Brown dwarf disk

This artist's concept depicts a disk of gas and dust around a young brown dwarf. Low-mass disks like this should be capable of forming planetary systems with perhaps one gas giant and several Earth-size bodies.

Courtesy NASA / JPL / Caltech.

Discoveries of extrasolar planets are coming so fast and furious that even the planet hunters themselves can barely keep up. The current tally stands at around 150 known planets, though the exact number depends on what objects one chooses to call "planets." This week, astronomers announced several important new findings at a conference in Aspen, Colorado.

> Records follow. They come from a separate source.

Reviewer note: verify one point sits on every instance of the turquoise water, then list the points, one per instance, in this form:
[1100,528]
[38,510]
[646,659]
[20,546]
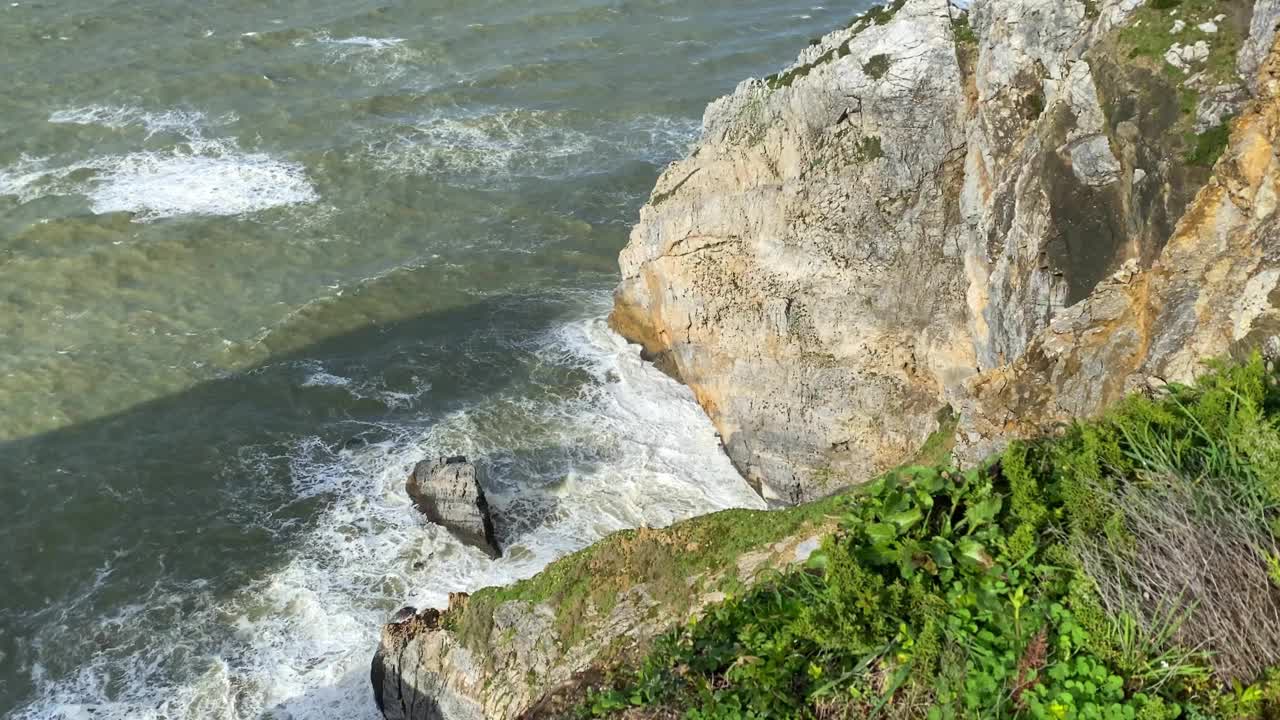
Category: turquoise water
[257,258]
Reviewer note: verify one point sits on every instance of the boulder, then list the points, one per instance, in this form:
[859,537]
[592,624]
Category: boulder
[448,492]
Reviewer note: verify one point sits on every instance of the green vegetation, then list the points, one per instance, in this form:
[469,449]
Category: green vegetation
[662,560]
[1125,569]
[963,31]
[1150,33]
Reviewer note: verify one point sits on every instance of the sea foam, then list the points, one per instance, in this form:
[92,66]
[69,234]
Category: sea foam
[630,449]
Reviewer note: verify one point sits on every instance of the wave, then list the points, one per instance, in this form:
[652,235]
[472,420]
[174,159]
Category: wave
[497,144]
[630,449]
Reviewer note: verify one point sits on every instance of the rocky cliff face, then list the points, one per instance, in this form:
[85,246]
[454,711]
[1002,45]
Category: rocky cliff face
[880,232]
[519,652]
[991,220]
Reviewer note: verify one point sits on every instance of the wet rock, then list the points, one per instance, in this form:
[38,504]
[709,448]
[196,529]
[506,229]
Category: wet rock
[448,492]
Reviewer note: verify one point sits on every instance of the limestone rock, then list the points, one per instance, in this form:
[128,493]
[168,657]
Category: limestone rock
[448,492]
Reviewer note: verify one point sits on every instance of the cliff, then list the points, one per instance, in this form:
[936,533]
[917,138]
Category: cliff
[937,223]
[877,236]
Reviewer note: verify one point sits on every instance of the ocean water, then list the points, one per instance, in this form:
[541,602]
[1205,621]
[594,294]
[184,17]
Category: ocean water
[259,258]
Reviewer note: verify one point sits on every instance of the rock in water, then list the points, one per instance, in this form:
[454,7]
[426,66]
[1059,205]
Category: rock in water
[448,492]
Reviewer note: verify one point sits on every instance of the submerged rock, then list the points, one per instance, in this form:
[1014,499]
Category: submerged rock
[448,492]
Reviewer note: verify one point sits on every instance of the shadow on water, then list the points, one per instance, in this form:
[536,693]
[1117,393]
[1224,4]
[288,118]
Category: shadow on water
[195,491]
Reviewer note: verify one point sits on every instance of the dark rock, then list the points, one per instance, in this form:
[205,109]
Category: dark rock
[448,492]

The discoveries include an object with such a low mass — just one-fifth the mass of Pluto (roughly 0.0004 Earth mass) — that it can hardly be considered a "planet." The object orbits the pulsar B1257+12, which was already known to harbor three terrestrial-mass planets. Alex Wolszczan (Penn State University) and Maciej Konacki (Caltech) discovered this asteroid-mass body, which is by far the lowest-mass object detected outside the solar system, by tracking minuscule changes in the arrival times of the pulsar's radio blips over 15 years of observation. The object orbits the pulsar at approximately 2.7 astronomical units, which in our solar system would put it in the asteroid belt. The precise timing of the pulsar's blips allows Wolszczan and Konacki to rule out any further planetary-mass objects in this system.

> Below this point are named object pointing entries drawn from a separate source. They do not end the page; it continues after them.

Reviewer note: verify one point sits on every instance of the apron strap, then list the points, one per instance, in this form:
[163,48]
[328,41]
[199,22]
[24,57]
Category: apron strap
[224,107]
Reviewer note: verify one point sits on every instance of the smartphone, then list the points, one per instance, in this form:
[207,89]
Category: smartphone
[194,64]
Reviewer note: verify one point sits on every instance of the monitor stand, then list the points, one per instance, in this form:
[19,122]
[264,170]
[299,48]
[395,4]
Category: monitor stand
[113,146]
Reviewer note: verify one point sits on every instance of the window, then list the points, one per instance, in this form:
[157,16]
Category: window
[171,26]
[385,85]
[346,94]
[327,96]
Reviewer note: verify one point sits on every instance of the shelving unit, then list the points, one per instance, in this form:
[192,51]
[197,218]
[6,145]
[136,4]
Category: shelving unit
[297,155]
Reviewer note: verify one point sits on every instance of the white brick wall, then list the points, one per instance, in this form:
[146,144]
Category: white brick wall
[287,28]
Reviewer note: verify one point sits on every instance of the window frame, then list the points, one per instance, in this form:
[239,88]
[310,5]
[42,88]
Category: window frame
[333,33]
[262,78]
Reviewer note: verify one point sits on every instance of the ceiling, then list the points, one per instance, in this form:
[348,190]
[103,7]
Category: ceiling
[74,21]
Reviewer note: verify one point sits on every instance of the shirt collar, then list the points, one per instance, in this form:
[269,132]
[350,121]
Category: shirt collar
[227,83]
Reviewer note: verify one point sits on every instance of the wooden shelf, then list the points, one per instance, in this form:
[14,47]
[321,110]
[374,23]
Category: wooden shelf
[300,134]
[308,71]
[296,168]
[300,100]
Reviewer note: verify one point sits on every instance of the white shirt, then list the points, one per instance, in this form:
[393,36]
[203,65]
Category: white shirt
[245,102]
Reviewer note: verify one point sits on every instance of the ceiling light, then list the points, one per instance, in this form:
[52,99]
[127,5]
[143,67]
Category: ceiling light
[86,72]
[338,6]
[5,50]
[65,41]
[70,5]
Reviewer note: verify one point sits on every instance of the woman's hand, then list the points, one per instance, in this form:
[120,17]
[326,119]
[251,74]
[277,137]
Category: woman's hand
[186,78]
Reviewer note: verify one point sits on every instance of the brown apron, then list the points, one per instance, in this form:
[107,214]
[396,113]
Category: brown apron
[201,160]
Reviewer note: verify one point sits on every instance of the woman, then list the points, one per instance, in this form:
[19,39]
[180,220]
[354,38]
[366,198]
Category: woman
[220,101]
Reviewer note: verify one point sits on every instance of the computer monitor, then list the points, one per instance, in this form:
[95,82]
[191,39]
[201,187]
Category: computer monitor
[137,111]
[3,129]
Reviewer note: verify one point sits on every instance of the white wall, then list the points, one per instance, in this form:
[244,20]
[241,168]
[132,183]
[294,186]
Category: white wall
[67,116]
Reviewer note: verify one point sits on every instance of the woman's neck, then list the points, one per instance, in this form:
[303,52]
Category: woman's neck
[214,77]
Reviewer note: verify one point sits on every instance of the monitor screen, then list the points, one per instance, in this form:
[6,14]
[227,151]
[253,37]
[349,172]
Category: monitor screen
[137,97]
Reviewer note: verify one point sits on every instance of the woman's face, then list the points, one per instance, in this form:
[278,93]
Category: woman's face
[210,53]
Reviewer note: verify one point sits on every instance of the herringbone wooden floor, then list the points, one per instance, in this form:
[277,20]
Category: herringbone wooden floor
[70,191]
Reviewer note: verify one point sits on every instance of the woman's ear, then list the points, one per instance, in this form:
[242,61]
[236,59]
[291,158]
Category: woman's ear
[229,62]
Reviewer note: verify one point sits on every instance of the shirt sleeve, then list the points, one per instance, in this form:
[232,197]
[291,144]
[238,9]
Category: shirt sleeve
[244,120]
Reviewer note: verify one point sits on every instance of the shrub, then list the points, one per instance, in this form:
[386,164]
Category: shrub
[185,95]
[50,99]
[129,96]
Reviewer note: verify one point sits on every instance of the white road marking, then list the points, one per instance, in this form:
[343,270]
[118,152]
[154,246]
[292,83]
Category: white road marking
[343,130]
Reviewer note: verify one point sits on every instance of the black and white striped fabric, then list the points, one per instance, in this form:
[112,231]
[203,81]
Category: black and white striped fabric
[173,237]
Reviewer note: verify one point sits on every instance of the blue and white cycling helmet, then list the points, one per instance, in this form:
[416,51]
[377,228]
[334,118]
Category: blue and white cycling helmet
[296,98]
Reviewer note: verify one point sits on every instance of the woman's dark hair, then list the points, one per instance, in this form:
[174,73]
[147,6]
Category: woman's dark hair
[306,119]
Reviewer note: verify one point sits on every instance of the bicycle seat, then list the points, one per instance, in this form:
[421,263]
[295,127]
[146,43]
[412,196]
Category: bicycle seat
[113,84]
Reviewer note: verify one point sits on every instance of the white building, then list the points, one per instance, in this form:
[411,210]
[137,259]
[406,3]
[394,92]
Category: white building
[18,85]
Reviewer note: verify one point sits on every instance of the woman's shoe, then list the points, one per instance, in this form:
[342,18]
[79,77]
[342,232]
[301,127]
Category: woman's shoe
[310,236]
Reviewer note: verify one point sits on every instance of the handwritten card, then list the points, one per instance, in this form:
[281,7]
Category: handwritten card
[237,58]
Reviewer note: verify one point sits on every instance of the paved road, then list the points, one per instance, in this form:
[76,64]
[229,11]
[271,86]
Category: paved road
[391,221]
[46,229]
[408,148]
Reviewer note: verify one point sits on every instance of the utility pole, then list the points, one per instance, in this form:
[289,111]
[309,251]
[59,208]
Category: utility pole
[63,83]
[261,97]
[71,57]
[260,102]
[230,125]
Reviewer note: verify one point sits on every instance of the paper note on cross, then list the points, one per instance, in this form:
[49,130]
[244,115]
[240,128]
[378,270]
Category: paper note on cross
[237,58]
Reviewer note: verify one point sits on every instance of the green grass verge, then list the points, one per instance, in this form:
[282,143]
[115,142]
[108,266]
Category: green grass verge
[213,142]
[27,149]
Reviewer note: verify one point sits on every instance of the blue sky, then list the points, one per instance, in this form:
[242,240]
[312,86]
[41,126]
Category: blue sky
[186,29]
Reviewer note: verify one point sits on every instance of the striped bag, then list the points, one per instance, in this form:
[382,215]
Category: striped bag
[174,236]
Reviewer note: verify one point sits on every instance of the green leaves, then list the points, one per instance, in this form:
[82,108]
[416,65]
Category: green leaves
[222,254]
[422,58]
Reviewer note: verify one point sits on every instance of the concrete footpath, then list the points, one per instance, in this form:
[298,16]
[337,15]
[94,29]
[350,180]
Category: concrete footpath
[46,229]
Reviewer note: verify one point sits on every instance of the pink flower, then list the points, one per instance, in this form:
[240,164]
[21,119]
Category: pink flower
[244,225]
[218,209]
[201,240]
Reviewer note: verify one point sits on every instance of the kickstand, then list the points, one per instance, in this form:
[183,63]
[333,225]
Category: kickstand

The European planet-hunting team led by Michel Mayor (Geneva Observatory, Switzerland) announced eight new planets at the conference. Mayor also reported that his team's radial-velocity observations are achieving 1 meter-per-second precision, which should enable it to detect planets with less than 10 Earth masses within a year. The team led by Geoffrey W. Marcy (University of California, Berkeley) and R. Paul Butler (Carnegie Institution of Washington) has also achieved this precision.

Two independent teams, led by Kevin L. Luhman (Harvard-Smithsonian Center for Astrophysics) and Subhanjoy Mohanty (also at the Center for Astrophysics), have reported numerous circumstellar disks of gas and dust around young brown dwarfs. Using the Spitzer Space Telescope, Luhman's group found one of these disks around a brown dwarf that has only about 15 Jupiter masses — making it the lowest-mass brown dwarf known to be surrounded by a disk. These findings indicate that planets can form around very low-mass objects.

Carbon planet vs. silicate planet

S&T: Gregg Dinderman. Source: Marc J. Kuchner / Sara Seager.

Marc J. Kuchner (Princeton University) and Sara Seager (Carnegie Institution of Washington) presented theoretical models showing that some exoplanets may consist primarily of carbon compounds. This is in marked contrast to Venus, Earth, and Mars, which are mostly made of silicates (silicon-oxygen compounds). The overall composition of carbon-based planets would resemble carbonaceous chondrite meteorites. High pressures deep underground could produce a jeweler's paradise: a layer of diamond many kilometers thick. Future space instruments such as a NASA Terrestrial Planet Finder mission might identify such planets by picking up an excess of carbon-rich molecules in their atmospheres.